Na Paróquia São Lourenço, em Bangu, as atividades aconteceram em três momentos, entre os dias 21 e 30 de julho. A oficina de bonecas já foi desenvolvida outros anos pelo grupo, tendo como base materiais descartáveis. Cecilia Maria Costa da Silva, coordenadora arquidiocesana da PAB, é a responsável pela oficina de bonecas. “É como uma terapia: cada participante faz a sua boneca segundo a imagem que tem de si. É também um momento de homenagear mulheres negras que fizeram parte do nosso dia a dia e nós nos inspiramos”. A adolescente Emanully da Silva Vasconcelos, de 12 anos, há um ano participa da Pastoral Afro-Brasileira. Para ela, a participação nesses dias de atividade foi importante para se sentir representada nas bonecas: “Estou há um ano conhecendo a Pastoral Afro e tem sido muito bom. Esses três dias foram relevantes para a autoestima, pela criatividade, ressaltando a beleza que nós temos através do nosso jeito e do nosso black”.

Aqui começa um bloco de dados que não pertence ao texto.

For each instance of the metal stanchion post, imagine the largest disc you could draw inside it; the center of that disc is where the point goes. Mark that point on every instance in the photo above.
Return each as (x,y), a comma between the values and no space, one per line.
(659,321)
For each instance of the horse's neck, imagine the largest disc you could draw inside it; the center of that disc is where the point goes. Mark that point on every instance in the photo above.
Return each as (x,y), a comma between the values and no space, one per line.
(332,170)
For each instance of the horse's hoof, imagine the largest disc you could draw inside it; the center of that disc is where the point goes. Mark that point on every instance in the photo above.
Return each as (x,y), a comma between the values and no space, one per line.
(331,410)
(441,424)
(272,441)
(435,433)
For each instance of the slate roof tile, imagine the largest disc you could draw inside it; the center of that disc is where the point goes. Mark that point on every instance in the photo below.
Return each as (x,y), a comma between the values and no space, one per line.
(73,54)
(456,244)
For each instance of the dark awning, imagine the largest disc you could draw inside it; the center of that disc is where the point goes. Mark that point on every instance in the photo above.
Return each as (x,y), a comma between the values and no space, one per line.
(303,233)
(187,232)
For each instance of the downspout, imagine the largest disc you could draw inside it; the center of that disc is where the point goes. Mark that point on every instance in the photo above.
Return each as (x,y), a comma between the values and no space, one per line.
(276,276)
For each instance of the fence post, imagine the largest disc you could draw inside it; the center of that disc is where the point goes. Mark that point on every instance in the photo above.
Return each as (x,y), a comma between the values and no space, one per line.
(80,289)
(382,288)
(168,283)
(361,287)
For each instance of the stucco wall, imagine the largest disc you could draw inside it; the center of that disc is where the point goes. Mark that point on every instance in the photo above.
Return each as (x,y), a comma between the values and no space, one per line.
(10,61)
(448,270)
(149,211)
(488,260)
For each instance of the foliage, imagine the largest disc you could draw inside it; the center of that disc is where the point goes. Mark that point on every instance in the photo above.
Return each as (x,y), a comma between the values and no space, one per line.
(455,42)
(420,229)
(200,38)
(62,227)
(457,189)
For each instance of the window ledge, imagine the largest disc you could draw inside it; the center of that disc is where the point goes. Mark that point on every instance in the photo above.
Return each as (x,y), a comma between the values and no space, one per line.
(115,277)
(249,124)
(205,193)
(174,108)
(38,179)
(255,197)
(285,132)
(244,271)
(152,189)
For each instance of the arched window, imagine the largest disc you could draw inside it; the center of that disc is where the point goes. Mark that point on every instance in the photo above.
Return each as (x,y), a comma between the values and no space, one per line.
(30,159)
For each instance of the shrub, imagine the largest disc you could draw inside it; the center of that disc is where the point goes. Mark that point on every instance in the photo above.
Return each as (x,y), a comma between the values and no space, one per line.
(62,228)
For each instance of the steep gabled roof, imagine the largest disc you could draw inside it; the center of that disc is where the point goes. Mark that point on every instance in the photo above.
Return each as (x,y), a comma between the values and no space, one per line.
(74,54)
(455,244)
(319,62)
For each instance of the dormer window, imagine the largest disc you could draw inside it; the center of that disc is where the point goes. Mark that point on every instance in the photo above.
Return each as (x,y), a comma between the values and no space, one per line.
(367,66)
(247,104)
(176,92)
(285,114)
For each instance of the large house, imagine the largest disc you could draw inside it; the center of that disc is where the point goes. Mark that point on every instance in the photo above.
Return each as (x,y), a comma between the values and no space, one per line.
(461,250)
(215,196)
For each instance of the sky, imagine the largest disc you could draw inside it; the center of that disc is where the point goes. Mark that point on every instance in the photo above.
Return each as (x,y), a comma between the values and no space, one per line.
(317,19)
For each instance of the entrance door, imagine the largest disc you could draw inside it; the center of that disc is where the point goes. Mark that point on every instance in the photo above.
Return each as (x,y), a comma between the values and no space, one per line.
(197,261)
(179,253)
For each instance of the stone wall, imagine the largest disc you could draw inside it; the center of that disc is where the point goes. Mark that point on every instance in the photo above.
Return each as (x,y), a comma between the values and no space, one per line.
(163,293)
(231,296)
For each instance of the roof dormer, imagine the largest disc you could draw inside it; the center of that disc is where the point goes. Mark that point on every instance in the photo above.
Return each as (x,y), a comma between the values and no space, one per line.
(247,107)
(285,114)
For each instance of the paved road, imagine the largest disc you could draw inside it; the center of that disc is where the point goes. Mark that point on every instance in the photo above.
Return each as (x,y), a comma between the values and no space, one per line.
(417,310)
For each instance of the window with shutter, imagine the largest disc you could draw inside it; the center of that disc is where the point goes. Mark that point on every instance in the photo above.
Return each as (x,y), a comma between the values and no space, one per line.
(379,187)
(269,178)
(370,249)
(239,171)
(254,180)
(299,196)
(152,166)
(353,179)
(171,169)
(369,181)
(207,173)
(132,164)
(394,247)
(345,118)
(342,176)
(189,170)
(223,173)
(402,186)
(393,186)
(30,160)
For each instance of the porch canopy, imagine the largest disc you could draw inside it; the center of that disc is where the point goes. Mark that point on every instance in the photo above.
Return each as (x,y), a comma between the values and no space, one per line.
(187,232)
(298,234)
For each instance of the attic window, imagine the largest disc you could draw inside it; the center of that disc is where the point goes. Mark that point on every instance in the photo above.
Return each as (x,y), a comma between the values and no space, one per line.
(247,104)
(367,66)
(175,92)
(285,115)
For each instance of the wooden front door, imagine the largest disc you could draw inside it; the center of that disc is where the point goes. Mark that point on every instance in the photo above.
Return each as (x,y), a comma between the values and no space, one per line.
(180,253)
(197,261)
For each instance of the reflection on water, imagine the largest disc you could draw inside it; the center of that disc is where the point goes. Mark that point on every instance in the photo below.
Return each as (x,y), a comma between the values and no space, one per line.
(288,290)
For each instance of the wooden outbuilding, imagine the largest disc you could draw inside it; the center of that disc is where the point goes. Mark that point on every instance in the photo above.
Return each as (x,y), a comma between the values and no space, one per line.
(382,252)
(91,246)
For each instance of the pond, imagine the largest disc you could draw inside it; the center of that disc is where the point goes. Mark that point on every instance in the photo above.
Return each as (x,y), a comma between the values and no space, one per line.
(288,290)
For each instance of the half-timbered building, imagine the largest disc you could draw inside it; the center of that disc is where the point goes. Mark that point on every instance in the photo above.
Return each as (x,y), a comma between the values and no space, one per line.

O Dia da Beleza, realizado em 23 de julho, foi um momento de partilha de vida, de técnicas sobre cabelo, automaquiagem, turbantes e, ainda, algumas dicas sobre produtos. Layla Costa da Silva Tosta é uma das responsáveis pela oficina. Ela que deu ênfase à reflexão sobre a importância da imagem que cada um forma de si mesmo e a relação com Deus. “Iniciamos o Dia da Beleza falando da autoestima. Nós somos criação de Deus, temos que trabalhar para sermos a nossa melhor versão. O Papa Francisco nos recorda que cada um de nós é amado e necessário (“Laudato Si’” 65). É isso que buscamos passar para outras mulheres”.

As celebrações foram finalizadas com uma exposição de fotografia que ocorreu no pátio da Igreja, no dia 31 de julho, homenageando várias mulheres negras de diversas pastorais da paróquia. Claudia Carlos Silva da Conceição, da equipe de coordenação da PAB da Paróquia São Lourenço, comentou: “Para mim foi um prazer participar, levei minha sobrinha e meu filho para mostrar, principalmente a ele, desde cedo, que o homem deve valorizar e respeitar a mulher negra”. As diversas atividades trouxeram à tona a difícil realidade das mulheres negras no Brasil e, ainda, realizaram um importante diálogo nas comunidades de valorização e homenagens a essas mulheres.